It’ll require software strategies such as splitting the working set into multiple pieces and dealing with them one by one. In some extreme cases, for example consider a huge hash table used in a hash join that exceeds the max GPU memory, most systems just simply report OOM.
However we noted that NVIDIA recently announced the “Grace” CPU, which seemingly breaks the memory wall between host and device. This may be a game changer for such cases.
I wonder what proportion of analytic queries are compute-bound rather than disk-bound? I would guess most are disk-bound, so using a GPU seems like it will only benefit a small class of queries. (Though perhaps that class will grow larger if GPU acceleration is widely available... maybe SQL:2025 will add functions to train a ML model in a query!)
For example analytical queries tend to have a big portion of joins and aggregations, they will be more CPU-intensive rather than disk-bound, esp. when complicated data types are involved such as decimal. Further more, traditional databases have buffer pool which is expected to buffer most disk accesses.
But if you have to hit the buffer pool (memory) then you have to cross the PCIe bus.
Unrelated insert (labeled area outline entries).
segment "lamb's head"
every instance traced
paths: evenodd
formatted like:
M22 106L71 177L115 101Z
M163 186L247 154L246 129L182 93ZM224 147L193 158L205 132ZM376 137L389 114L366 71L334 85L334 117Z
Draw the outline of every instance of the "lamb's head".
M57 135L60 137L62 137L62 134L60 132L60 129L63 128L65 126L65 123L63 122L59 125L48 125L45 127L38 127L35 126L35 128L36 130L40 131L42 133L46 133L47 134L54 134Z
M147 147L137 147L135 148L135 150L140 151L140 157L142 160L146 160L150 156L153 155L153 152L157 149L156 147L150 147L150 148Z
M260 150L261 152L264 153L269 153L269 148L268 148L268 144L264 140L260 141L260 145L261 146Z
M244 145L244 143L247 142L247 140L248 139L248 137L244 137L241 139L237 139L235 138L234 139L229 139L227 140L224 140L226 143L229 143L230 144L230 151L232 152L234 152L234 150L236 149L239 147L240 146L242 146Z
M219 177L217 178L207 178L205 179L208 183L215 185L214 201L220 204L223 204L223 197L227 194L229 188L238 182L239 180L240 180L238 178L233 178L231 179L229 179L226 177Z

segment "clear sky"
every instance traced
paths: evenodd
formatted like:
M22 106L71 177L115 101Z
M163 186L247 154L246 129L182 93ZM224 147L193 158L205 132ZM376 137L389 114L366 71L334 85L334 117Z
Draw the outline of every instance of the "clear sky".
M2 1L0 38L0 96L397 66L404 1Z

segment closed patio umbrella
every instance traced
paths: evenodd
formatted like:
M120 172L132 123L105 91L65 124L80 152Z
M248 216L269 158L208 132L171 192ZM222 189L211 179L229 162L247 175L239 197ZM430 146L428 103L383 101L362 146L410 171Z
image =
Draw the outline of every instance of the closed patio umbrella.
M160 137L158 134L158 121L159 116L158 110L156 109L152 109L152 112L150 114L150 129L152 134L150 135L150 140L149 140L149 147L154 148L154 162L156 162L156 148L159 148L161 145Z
With fast NVMe storage you might get similar speeds going directly to storage (e.g. DirectStorage) https://news.ycombinator.com/item?id=25956670
Actually, you have the reasoning backwards for many common use cases like web analytics. To the extent queries are doing on-the-fly aggregation you are doing column scans, which are by definition heavy on IO.
>To avoid I/O operations amortizing the overall performance improvement, we used the Coprocessor Cache to buffer all the intermediate results of the Table Scans. It effectively makes TiDB a "hypothetical" in-memory database.
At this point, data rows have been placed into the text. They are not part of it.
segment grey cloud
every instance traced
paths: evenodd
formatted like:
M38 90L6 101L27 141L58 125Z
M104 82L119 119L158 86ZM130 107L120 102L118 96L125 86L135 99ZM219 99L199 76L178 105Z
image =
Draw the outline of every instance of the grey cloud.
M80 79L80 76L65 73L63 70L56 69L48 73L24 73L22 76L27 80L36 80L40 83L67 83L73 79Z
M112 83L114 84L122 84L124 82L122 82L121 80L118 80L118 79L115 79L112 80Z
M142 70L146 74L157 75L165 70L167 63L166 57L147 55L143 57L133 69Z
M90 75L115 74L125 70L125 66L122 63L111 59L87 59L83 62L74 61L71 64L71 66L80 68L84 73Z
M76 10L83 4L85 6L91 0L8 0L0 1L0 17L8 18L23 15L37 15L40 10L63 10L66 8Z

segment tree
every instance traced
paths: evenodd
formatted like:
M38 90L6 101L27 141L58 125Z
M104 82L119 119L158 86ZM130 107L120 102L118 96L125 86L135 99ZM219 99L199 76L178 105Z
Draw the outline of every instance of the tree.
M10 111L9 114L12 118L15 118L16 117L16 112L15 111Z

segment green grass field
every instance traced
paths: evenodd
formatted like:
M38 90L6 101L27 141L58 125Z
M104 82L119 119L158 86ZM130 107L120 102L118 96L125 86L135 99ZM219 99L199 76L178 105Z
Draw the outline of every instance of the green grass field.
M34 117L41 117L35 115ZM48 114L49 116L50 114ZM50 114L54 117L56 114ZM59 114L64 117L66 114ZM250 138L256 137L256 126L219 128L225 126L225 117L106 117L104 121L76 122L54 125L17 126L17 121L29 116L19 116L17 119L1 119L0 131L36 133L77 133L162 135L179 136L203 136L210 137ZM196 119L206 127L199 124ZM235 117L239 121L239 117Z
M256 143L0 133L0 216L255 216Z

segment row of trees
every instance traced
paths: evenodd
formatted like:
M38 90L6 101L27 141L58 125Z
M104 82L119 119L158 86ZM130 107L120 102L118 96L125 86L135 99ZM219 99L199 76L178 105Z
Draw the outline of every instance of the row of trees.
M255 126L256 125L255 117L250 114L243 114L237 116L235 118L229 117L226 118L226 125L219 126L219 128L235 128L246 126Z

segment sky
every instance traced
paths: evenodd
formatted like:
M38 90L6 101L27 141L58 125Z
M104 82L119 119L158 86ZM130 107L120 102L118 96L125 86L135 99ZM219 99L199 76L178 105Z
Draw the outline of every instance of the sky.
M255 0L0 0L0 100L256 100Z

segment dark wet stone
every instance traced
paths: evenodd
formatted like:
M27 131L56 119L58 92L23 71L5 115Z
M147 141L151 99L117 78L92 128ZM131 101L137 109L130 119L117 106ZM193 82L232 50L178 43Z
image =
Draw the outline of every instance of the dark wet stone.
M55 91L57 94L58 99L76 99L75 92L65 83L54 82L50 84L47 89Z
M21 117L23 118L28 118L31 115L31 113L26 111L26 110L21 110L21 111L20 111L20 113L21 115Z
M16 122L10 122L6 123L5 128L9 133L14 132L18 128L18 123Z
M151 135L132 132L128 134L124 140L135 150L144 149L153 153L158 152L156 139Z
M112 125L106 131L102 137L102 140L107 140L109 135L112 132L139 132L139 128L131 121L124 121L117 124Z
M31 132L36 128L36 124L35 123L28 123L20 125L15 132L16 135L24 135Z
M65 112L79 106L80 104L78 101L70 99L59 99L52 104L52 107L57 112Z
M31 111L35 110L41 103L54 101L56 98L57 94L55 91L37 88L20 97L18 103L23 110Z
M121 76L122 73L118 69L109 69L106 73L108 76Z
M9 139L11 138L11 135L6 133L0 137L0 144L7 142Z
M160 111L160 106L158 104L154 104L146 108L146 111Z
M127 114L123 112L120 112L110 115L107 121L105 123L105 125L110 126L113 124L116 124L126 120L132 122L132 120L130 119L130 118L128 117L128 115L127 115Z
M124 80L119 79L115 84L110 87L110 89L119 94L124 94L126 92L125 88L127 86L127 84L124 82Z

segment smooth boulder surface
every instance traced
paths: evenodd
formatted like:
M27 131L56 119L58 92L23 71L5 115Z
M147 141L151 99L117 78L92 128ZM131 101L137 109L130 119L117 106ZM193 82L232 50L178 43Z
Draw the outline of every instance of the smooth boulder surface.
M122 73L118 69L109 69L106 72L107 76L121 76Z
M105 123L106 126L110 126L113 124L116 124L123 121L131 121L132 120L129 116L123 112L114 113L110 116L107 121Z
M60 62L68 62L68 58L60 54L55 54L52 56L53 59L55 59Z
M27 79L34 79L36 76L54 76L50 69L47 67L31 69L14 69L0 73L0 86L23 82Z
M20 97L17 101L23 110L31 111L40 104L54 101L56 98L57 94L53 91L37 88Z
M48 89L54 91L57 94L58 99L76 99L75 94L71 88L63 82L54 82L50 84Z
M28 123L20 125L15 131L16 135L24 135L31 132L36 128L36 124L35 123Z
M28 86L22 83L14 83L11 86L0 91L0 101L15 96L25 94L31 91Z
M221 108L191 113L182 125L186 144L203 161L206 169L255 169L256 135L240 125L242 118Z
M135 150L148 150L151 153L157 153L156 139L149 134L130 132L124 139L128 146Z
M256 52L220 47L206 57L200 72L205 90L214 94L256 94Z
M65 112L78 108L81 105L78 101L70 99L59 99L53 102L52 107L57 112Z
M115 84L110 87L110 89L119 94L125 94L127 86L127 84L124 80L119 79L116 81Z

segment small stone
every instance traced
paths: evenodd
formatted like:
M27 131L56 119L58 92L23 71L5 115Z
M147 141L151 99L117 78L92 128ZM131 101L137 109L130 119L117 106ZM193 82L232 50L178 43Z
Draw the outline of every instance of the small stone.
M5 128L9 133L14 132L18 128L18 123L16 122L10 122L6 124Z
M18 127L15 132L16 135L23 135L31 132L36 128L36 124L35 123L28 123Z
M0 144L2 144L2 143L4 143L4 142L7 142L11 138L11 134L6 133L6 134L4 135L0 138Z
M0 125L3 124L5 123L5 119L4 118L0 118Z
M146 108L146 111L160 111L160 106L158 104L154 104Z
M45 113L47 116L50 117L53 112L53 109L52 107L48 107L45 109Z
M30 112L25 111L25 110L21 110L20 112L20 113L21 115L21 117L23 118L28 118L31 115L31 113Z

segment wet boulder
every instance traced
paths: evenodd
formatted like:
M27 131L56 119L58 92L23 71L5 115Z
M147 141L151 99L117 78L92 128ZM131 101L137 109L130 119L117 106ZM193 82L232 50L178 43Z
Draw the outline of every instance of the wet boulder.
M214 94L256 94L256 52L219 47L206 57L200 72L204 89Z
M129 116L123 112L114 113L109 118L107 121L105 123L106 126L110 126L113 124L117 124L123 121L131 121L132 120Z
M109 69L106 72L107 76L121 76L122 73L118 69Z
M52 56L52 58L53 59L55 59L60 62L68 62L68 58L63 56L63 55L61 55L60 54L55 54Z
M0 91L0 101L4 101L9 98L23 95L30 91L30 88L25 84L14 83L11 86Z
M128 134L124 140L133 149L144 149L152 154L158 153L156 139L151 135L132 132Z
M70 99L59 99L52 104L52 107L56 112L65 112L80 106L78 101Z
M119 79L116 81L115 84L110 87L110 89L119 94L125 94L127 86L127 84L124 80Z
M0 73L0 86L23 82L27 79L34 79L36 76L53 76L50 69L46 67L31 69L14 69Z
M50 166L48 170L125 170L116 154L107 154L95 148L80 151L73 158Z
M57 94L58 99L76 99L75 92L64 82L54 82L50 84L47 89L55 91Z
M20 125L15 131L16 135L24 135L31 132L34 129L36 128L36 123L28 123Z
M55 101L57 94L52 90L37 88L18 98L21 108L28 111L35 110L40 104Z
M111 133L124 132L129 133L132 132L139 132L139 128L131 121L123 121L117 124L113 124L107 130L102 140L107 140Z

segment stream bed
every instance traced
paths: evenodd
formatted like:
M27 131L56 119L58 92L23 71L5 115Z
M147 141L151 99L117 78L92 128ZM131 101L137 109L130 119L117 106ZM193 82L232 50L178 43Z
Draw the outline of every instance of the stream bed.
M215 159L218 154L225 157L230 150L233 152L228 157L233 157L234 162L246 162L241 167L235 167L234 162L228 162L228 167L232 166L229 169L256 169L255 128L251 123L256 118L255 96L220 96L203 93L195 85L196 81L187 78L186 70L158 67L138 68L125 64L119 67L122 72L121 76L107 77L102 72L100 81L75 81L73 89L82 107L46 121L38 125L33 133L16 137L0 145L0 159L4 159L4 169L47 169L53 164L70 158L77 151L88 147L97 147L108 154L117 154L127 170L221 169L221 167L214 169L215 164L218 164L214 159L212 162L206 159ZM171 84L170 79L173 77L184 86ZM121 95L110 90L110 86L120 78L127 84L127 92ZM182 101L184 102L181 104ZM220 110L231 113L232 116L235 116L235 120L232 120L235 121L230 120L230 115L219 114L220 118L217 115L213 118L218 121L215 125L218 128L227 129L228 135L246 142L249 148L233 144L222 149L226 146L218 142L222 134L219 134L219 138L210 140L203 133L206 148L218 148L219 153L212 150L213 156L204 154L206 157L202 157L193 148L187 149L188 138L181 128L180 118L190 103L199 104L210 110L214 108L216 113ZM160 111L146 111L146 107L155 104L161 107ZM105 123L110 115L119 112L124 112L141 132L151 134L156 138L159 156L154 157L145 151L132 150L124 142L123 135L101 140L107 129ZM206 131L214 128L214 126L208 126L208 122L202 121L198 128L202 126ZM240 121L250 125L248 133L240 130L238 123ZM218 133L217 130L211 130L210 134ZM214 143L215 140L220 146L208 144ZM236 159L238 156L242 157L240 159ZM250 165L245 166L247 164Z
Basically this article does the similar thing with BlazingSQL. Actually both are built on top of the cuDF project. The difference is that TiDB is an HTAP database and this article describes how we empower TiDB’s analytical processing by leveraging a GPU.
And the comparison is between TiDB running on a GPU and a CPU. No other database is involved in this comparison, and this may come in the future once the productionizing of this project is done.
Question is how does it perform when the working set doesn't fit in GPU memory?